Am größten Hebel von 2,39 Billionen Euro arbeitet die EU-Kommission, der Hilfen für Kurzarbeit und Unternehmen sowie Zuschüsse und Kredite für die Nationalstaaten mobilisieren soll. Anders als Deutschland und auch Österreich benötigen die am schwersten betroffenen Staaten wie Italien und Spanien Unterstützung, um sich so schnell wie möglich aus der Krise herausinvestieren zu können.

Dass dies kurzfristig funktionieren kann, haben die USA nach der Finanzkrise 2008 bewiesen. Die Hoffnung ist, dass das - trotz erheblicher Unterschiede in den ökonomischen Rahmenbedingungen - nun eben auch in Europa funktioniert. Die unmittelbare Konsequenz stark steigender Schuldenquoten in der Eurozone scheint im Durchschnitt verkraftbar - und für das Sorgenkind Italien braucht es ohnehin maßgeschneiderte Lösungen.

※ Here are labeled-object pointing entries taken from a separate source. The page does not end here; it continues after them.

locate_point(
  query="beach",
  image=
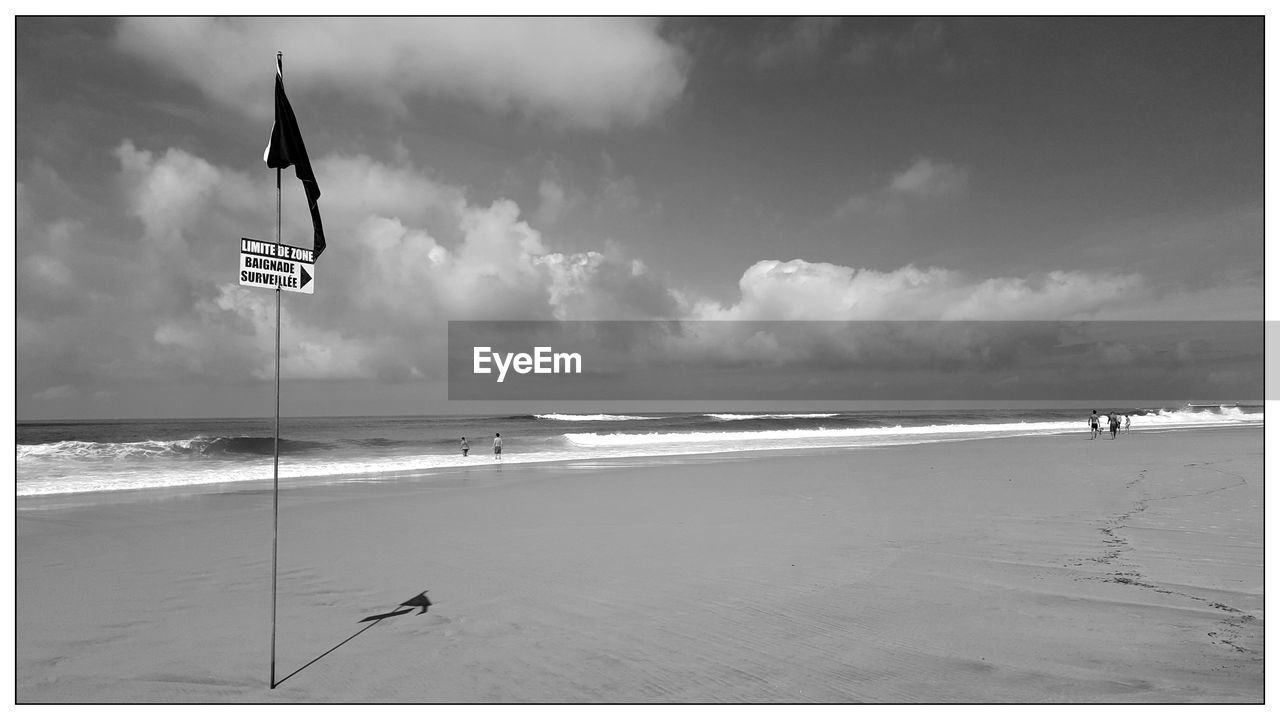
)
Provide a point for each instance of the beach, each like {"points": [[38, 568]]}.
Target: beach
{"points": [[1024, 569]]}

Entscheidend wird dagegen sein, ob das Wirtschaftsleben auf Dauer in die Abhängigkeit von billigem Geld, indirekter Staatsfinanzierung und ständig neuen Anreizprogrammen für den Konsum gerät. Die Folgen einer solchen Entwicklung für Europa, für die Eurozone werden jeden Staat und jede Branche betreffen - mit weitreichenden Verschiebungen von Verantwortung und Entscheidungsmacht. Gut möglich, dass dies unsere Zukunft ist. Eine offene und vor allem öffentliche Debatte darüber ist hoch an der Zeit.